No. 6 Beauty, Moveable Feast, Belong, Hemingway

A Moveable FeastUntil recently, I’d only read two of Hemingway’s books, The Sun Also Rises and The Old Man and the Sea, and I was good with that. I never felt the urge to read more of him as there were other writers I preferred, but friend from the pub is a big fan, mentions Hemingway frequently, urges me to read more, so I figured to give it a shot when I came across a copy of A Moveable Feast in a used bookstore for only $3.00. I bought it and started reading on the bus yesterday, and I must say, it’s $3.00 very well spent. It’s a memoir about his days in Paris when he was still struggling to make it as a writer. I’m only halfway through, but I already know I’ll read it again. The stories are good. The writing is good. It contains a passion I hadn’t seen in his novels, and it gives me this week’s passage about writing.

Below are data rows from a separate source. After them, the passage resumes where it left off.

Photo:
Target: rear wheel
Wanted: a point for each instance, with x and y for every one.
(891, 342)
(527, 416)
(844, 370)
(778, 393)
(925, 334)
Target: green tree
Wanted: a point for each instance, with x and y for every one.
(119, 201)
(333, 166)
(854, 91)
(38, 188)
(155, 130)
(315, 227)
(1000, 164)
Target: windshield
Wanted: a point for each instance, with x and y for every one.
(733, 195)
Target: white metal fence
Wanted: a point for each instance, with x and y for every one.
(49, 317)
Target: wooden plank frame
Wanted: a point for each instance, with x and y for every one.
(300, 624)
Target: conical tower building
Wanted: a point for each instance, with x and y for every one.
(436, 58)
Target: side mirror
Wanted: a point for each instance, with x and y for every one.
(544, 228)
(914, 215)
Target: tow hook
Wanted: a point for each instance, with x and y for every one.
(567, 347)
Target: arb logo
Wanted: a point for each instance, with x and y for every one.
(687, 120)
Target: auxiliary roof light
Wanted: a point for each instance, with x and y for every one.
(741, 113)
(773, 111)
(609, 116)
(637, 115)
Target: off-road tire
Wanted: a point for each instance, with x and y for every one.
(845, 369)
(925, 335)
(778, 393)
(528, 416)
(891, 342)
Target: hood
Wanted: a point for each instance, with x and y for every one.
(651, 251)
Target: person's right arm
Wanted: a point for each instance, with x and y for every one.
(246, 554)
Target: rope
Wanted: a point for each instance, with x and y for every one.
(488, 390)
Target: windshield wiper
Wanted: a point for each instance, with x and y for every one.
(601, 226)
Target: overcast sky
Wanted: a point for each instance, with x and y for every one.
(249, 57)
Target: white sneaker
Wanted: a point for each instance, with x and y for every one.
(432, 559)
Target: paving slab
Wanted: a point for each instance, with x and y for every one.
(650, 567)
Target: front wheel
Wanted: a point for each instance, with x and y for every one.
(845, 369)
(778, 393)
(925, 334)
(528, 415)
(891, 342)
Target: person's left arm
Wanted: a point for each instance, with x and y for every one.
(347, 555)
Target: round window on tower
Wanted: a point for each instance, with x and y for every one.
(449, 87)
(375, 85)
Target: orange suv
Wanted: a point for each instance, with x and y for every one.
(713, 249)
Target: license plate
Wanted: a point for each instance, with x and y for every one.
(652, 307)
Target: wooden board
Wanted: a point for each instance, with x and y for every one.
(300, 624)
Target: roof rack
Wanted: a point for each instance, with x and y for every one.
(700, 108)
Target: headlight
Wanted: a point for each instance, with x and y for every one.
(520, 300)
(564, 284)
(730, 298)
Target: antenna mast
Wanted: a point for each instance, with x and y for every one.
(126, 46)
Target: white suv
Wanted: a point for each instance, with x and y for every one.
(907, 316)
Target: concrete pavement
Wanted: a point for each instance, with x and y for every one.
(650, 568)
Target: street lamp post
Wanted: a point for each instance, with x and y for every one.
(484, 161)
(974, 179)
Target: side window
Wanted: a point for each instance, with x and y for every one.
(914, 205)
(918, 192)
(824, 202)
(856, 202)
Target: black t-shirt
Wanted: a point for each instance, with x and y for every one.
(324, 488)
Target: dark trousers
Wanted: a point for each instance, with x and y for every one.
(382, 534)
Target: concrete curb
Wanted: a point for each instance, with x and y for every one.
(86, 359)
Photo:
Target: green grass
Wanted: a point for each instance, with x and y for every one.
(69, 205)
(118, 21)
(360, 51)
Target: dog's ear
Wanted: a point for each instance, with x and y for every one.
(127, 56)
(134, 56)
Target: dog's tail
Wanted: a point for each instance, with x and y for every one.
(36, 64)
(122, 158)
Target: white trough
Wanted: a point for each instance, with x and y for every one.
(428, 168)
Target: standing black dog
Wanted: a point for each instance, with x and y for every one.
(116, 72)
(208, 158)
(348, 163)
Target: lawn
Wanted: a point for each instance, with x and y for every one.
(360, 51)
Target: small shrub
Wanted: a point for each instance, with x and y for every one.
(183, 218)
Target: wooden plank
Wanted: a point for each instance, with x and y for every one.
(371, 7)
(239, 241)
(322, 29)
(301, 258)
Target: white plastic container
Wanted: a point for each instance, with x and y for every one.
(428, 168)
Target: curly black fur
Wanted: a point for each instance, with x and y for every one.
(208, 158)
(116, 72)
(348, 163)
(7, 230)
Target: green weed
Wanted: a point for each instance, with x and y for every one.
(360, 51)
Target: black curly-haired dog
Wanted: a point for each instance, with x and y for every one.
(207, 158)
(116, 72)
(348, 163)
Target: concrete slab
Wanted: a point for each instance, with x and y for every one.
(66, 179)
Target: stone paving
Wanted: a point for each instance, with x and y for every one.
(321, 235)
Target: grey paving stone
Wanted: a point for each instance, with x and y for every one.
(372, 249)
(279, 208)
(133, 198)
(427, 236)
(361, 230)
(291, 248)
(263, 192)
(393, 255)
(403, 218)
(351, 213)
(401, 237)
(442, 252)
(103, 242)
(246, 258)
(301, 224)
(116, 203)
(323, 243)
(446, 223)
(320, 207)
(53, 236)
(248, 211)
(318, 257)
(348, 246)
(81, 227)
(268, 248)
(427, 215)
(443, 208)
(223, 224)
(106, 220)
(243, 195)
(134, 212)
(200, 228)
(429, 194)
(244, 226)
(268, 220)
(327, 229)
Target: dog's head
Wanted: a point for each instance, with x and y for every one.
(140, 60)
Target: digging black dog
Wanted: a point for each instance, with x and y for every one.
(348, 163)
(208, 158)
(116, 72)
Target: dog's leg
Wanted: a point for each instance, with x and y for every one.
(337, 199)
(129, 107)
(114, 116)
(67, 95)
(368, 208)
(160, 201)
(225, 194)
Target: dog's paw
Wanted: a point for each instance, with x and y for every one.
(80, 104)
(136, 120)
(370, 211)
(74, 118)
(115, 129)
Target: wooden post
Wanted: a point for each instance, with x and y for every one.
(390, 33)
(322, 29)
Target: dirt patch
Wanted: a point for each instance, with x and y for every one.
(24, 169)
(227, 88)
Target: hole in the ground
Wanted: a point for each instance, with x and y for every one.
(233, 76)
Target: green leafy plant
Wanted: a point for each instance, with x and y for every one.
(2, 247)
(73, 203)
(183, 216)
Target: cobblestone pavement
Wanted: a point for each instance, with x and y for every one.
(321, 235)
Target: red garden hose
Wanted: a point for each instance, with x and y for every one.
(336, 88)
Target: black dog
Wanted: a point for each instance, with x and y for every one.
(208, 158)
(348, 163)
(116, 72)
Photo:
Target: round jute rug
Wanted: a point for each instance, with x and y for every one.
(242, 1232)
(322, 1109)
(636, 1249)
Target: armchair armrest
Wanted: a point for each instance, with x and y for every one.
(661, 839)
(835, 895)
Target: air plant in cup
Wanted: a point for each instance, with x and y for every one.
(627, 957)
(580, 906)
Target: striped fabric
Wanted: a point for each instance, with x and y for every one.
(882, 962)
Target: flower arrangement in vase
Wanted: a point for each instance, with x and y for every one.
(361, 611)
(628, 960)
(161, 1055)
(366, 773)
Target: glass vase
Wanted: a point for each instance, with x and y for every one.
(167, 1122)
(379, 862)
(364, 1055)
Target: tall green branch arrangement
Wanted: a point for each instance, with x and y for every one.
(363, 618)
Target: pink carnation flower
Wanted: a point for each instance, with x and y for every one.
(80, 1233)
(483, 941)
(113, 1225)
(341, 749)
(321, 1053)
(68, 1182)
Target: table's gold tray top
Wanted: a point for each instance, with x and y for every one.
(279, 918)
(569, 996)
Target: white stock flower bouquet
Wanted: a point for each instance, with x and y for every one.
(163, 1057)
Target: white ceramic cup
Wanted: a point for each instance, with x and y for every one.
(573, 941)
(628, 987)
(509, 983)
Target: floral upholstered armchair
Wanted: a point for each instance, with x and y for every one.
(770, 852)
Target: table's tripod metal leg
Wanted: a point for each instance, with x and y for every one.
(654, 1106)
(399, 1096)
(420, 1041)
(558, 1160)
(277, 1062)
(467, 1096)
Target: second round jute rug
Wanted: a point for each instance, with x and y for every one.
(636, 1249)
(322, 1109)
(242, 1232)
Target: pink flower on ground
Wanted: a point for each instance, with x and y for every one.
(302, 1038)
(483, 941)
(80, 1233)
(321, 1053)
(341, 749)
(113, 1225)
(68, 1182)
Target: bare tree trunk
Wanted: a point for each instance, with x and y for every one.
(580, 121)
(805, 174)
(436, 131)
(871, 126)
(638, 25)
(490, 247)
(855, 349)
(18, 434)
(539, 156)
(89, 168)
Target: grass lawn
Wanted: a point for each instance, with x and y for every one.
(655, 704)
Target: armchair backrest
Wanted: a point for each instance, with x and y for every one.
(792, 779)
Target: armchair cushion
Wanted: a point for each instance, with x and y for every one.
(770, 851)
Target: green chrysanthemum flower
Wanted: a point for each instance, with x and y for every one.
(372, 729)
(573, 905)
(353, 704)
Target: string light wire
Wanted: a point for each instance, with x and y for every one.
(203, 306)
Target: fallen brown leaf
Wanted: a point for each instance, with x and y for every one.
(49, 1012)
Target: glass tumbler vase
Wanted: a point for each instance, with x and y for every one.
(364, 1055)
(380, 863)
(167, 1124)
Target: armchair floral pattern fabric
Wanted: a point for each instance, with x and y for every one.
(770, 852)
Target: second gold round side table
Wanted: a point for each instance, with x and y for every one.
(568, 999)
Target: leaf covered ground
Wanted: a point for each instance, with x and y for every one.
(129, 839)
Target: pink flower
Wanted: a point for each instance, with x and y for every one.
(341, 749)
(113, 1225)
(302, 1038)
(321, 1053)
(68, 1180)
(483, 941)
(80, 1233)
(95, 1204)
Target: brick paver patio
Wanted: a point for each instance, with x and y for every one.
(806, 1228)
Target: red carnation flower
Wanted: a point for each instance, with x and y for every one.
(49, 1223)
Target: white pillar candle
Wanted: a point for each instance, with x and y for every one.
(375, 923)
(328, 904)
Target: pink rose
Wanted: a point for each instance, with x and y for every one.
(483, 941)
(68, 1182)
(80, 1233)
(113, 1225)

“A girl came in the cafe and sat by herself at a table near the window. She was very pretty with a face fresh as a newly minted coin if they minted coins in smooth flesh with rain-freshened skin, and her hair was black as a crow’s wing and cut sharply and diagonally across her cheek.

I looked at her and she disturbed me and made me very excited. I wished I could put her in the story, or anywhere, but she had placed herself so she could watch the street and the entry and I knew she was waiting for someone. So I went on writing.

The story was writing itself and I was having a hard time keeping up with it. I ordered another rum St. James and I watched the girl whenever I looked up, or when I sharpened the pencil with a pencil sharpener with the shavings curling into the saucer under my drink.

I’ve seen you, beauty, and you belong to me now, whoever you are waiting for and if I never see you again, I thought. You belong to me and all Paris belongs to me and I belong to this notebook and this pencil.”

I love that bit about belonging. It’s quite true. It’s something that I touched on in The Music Book, the idea of capturing something in writing, a detail, a person, a moment, getting that thing down. It’s gives it a kind of permanence and also a kind of ownership. That beauty in the cafe will always be there looking out the window at the street, always in the pages of Hemingway’s book, and also in the readers imagination, so she belongs to us too. What will she do? Who is she waiting for? She moved Hemingway enough for him to note her in a notebook while writing in a cafe in Paris in the 1920s and to then include her years later when going through those old notebooks to write A Moveable Feast. She did belong to him, and when Hemingway shares her with the rest of the world, she hasn’t aged. She hasn’t even moved. She will forever be there enticing Hemingway, forever waiting for someone to come along, perhaps another writer to tell us her story.